痛风控制不佳/难治性痛风患者疾病负担沉重,但治疗选择有限。聚乙二醇化尿酸酶可降低血清尿酸(SU)水平,但抗药物抗体可能会限制治疗效果。有证据支持联合使用免疫调节剂和聚乙二醇化尿酸酶以提高尿酸持续降低率,但已发表的病例有限。本研究调查了两家社区风湿病诊所使用聚乙二醇化尿酸酶 - 免疫调节联合疗法的经验。
纳入2017年或之后开始接受聚乙二醇化尿酸酶免疫调节治疗的患者。检查患者/治疗特征及缓解者比例(≥12次聚乙二醇化尿酸酶输注,输注12次后SU<6mg/dl)。数据收集时接受治疗但输注次数<12次的患者被排除在缓解分析之外。检查治疗前后的估算肾小球滤过率(eGFR)。
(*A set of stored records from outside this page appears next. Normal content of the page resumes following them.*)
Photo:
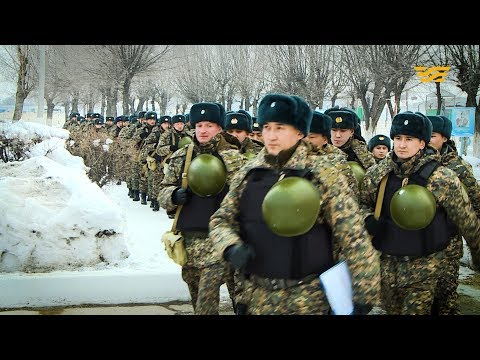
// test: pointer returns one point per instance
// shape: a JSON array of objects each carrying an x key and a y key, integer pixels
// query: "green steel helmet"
[
  {"x": 184, "y": 141},
  {"x": 291, "y": 206},
  {"x": 206, "y": 175},
  {"x": 358, "y": 171},
  {"x": 412, "y": 207}
]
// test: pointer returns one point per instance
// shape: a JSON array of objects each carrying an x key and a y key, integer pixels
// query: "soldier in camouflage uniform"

纳入34例痛风控制不佳的患者(79%为男性,年龄62.4±16.3岁)(SU = 9.1±2.0mg/dl,91%有痛风石)。最常报告的合并症为高血压(76%)、肥胖(71%)、骨关节炎(68%)和慢性肾脏病(47%)。治疗前eGFR为65.4±25.2ml/min/1.73m²(41%的患者eGFR<60ml/min/1.73m²)。所有患者在首次聚乙二醇化尿酸酶输注前(5.3±3.0周,n = 32)或输注时(n = 2)开始免疫调节治疗。给予皮下甲氨蝶呤(15.4±4.9mg/周,n = 20)、口服甲氨蝶呤(15.3±3.6mg/周,n = 9)、霉酚酸酯(1000mg/天,n = 3)和硫唑嘌呤(100mg/天,n = 2)。患者在28.5±14.9周内接受了14.6±7.1次输注。总体缓解率为89%,不同免疫调节剂的缓解率有所不同(皮下甲氨蝶呤:93%,口服甲氨蝶呤:89%,霉酚酸酯:100%,硫唑嘌呤:50%)。治疗期间eGFR平均升高(+10.3±16.9ml/min/1.73m²),85%的慢性肾脏病患者病情稳定/改善。19例患者(56%)出现痛风发作。未观察到输注反应或感染。未发现新的安全问题。
这些真实世界的研究结果为联合免疫调节治疗提高聚乙二醇化尿酸酶反应率提供了进一步支持。